Metadata-Version: 2.3
Name: carloforte
Version: 0.2.1
Summary: Extract structured data from Excel files with minimal token usage
Keywords: excel,xlsx,llm,extraction,json
Author: Giovanni De Cillis
Author-email: Giovanni De Cillis <giovanni.decillis@gmail.com>
License: MIT
Classifier: Development Status :: 3 - Alpha
Classifier: Intended Audience :: Developers
Classifier: Programming Language :: Python :: 3
Classifier: Topic :: Office/Business :: Financial :: Spreadsheet
Classifier: Topic :: Scientific/Engineering :: Artificial Intelligence
Requires-Dist: loguru>=0.7.3
Requires-Dist: openpyxl>=3.1.5
Requires-Dist: pre-commit>=4.6.0
Requires-Python: >=3.14
Description-Content-Type: text/markdown

# carloforte

[![CI](https://github.com/GioDecio/carloforte/actions/workflows/ci.yml/badge.svg)](https://github.com/GioDecio/carloforte/actions/workflows/ci.yml)

Extract structured data from Excel files with minimal token usage.

carloforte uses an island-detection algorithm to convert Excel sheets into a compact intermediate representation (CSV, Markdown, or JSON), making it efficient to pass spreadsheet data to LLMs.

## Installation
``uv add carloforte``

## Usage

```python
import carloforte

# Extract all sheets as CSV (default)
text = carloforte.extract("data.xlsx")

# Extract specific sheets as Markdown
text = carloforte.extract("data.xlsx", sheets=["Revenue", "Costs"], fmt="markdown")

# Extract as JSON
text = carloforte.extract("data.xlsx", fmt="json")
```

### Formats

| Format | Best for |
|--------|----------|
| `csv` | Compact, low token count |
| `markdown` | Readable, good for LLM prompts |
| `json` | Structured output, programmatic use |

### CLI

```bash
carloforte data.xlsx --fmt markdown
carloforte data.xlsx --sheets Revenue Costs --fmt json
```

## How it works

Excel sheets often contain multiple disconnected tables, empty rows, and metadata scattered around. carloforte detects each contiguous block of data ("island") independently and serialises only what matters — reducing token usage by 60–75% compared to passing raw Excel content to an LLM.

## Performance

Benchmarked against raw CSV export (worst case baseline).
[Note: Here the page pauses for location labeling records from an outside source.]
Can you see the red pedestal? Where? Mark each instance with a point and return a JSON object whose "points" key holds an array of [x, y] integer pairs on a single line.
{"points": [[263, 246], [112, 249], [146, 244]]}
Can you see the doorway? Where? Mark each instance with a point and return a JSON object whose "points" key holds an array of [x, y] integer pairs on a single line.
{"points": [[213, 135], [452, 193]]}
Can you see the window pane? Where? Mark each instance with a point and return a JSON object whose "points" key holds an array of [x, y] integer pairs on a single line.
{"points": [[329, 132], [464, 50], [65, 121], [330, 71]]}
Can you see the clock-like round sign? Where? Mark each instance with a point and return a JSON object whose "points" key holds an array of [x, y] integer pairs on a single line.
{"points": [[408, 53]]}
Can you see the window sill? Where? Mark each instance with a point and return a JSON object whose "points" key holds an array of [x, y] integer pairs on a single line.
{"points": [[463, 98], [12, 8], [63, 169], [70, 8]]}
Run `examples/scripts/benchmark_tokens.py` to reproduce.

**Characters:**

| File | Raw CSV | Clean CSV | CSV islands | Markdown | JSON |
|------|--------:|----------:|------------:|---------:|-----:|
| `large_sparse` — 1 sheet, 5 islands spread over 165 rows | 4,470 | ↓ 1,480 (-67%) | ↓ 960 (-79%) | ↓ 1,453 (-68%) | ↓ 1,337 (-70%) |
| `fragmented` — 4 sheets, 4% fill, tiny tables far apart | 10,664 | ↓ 5,334 (-50%) | ↓ 4,811 (-55%) | ↓ 6,690 (-37%) | ↓ 6,221 (-42%) |
| `stray_cells` — 1 sheet, 7 islands + scattered stray cells | 2,143 | ↓ 1,668 (-22%) | ↓ 1,458 (-32%) | ↑ 2,175 (+2%) | ↓ 1,994 (-7%) |
| `multisheet` — 4 sheets, mixed structure | 1,304 | ↓ 1,084 (-17%) | ↓ 1,156 (-11%) | ↑ 1,879 (+44%) | ↑ 1,755 (+35%) |
| `invoice` — single invoice sheet | 4,180 | ↓ 3,745 (-10%) | ↓ 3,855 (-8%) | ↑ 5,097 (+22%) | ↑ 5,020 (+20%) |
| `minimal` — 1 sheet, 3 small islands | 248 | ↓ 216 (-13%) | ↓ 244 (-2%) | ↑ 417 (+68%) | ↑ 380 (+53%) |
| `enterprise` — 9 sheets, dense real-world complexity | 23,983 | ↓ 22,533 (-6%) | ↓ 22,639 (-6%) | ↑ 29,357 (+22%) | ↑ 28,741 (+20%) |

**Tokens** (cl100k_base):

| File | Raw CSV | Clean CSV | CSV islands | Markdown | JSON |
|------|--------:|----------:|------------:|---------:|-----:|
| `large_sparse` | 1,033 | ↓ 513 (-50%) | ↓ 443 (-57%) | ↓ 616 (-40%) | ↓ 605 (-41%) |
| `fragmented` | 2,556 | ↓ 1,504 (-41%) | ↓ 1,696 (-34%) | ↓ 2,375 (-7%) | ↓ 2,283 (-11%) |
| `stray_cells` | 630 | ↓ 555 (-12%) | ↓ 575 (-9%) | ↑ 824 (+31%) | ↑ 811 (+29%) |
| `multisheet` | 499 | ↓ 430 (-14%) | ↓ 484 (-3%) | ↑ 737 (+48%) | ↑ 721 (+45%) |
| `invoice` | 1,317 | ↓ 1,230 (-7%) | ↑ 1,323 (+0%) | ↑ 1,934 (+47%) | ↑ 1,839 (+40%) |
| `minimal` | 83 | ↓ 71 (-15%) | ↑ 89 (+7%) | ↑ 143 (+72%) | ↑ 139 (+67%) |
| `enterprise` | 9,606 | ↓ 9,311 (-3%) | ↑ 9,627 (+0%) | ↑ 11,723 (+22%) | ↑ 12,386 (+29%) |

## Optional Rust backend

carloforte ships a Rust implementation of the island-detection algorithm via [PyO3](https://pyo3.rs). It is not enabled by default — the pure-Python implementation is used unless you build and install the extension manually.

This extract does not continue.